After that study was published, Dr. Feinstein received communications from pharmaceutical companies who were interested in using the tool and wanted to know when it would be ready. The FDA encourages clinical trials to provide patient reported outcomes (PRO) measures, yet there are very few validated pediatric tools in the market as comprehensive as Dr. Feinstein’s.

“To be able to use it as an outcome measure to evaluate new drugs that are coming down the pipeline for rare diseases would be incredible,” he says. “It’s also a tool that’s broadly applicable for a variety of patient populations, not necessarily just for children with neurological impairment. I think there would be tremendous value in tracking standardized symptom sets for complex patients with other underlying conditions, like solid organ transplant recipients.”

Giving a voice

For now, though, Dr. Feinstein and team are still working to document the comprehensive benefits of the tool by enrolling children longitudinally and implementing proactive study methods. For instance, they’ve set up a system where Epic produces a daily report of medication changes with a significant side effect profile — like anti-epileptic drugs or those that affect the central nervous system. When there’s a change, it automatically sends that patient’s parent a survey and will do so again at three days, at one week, at three weeks. They’re looking to proactively capture changes in symptoms that might signal a response to that medication.

Work also continues with Epic to refine the graphical presentations. Dr. Feinstein says they’re experimenting with assembling related symptoms into subgroups and designing meaningful ways to present those insights. “A standardized tool like this has the potential to increase clinicians’ efficiency and ultimately be more useful than relying on our typical process of cherry-picking what specific symptoms to ask about,” he says. “Each of us focus on the symptoms that are important to the immediate issues at hand, but if the information isn’t structured, you can’t compare symptoms over time to another clinician’s assessment. This can make it difficult to assess, coordinate and refine a child’s care plan.”
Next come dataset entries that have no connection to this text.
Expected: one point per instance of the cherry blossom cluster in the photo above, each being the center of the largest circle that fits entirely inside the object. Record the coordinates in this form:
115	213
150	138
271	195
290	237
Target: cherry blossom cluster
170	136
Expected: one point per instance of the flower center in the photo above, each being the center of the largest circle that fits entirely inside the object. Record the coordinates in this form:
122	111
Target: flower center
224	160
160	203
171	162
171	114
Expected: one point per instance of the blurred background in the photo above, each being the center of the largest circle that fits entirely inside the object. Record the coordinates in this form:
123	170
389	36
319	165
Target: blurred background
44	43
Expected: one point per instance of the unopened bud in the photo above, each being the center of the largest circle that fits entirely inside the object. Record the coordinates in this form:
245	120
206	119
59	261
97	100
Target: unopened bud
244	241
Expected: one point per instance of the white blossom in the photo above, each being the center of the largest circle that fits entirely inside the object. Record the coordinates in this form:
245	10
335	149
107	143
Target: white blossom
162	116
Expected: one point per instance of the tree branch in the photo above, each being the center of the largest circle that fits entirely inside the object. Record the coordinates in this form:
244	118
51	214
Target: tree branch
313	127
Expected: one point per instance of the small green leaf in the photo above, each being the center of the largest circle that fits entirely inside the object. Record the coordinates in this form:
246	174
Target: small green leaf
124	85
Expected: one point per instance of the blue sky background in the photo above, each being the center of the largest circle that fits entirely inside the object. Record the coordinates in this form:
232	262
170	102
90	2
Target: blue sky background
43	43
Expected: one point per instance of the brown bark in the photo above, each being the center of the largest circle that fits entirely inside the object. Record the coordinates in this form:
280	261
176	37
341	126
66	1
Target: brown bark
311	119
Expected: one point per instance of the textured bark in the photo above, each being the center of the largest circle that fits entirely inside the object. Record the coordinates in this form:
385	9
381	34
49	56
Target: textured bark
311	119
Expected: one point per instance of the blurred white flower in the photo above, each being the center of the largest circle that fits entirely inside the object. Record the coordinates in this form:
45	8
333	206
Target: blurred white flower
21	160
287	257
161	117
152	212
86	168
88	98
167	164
For children who cannot self-report symptoms, a parent-reported survey coupled with medication data will help clinicians better identify targets for personalized symptoms management. Most importantly, it gives parents a voice. “Parents have expressed that they really appreciate being able to provide these symptom data in a low-stress manner before a visit,” says Dr. Feinstein. “These parents already have so much on their plates, so this tool provides an easy — yet comprehensive and effective — way for parents to report pertinent symptom information that can help optimize their child’s care.”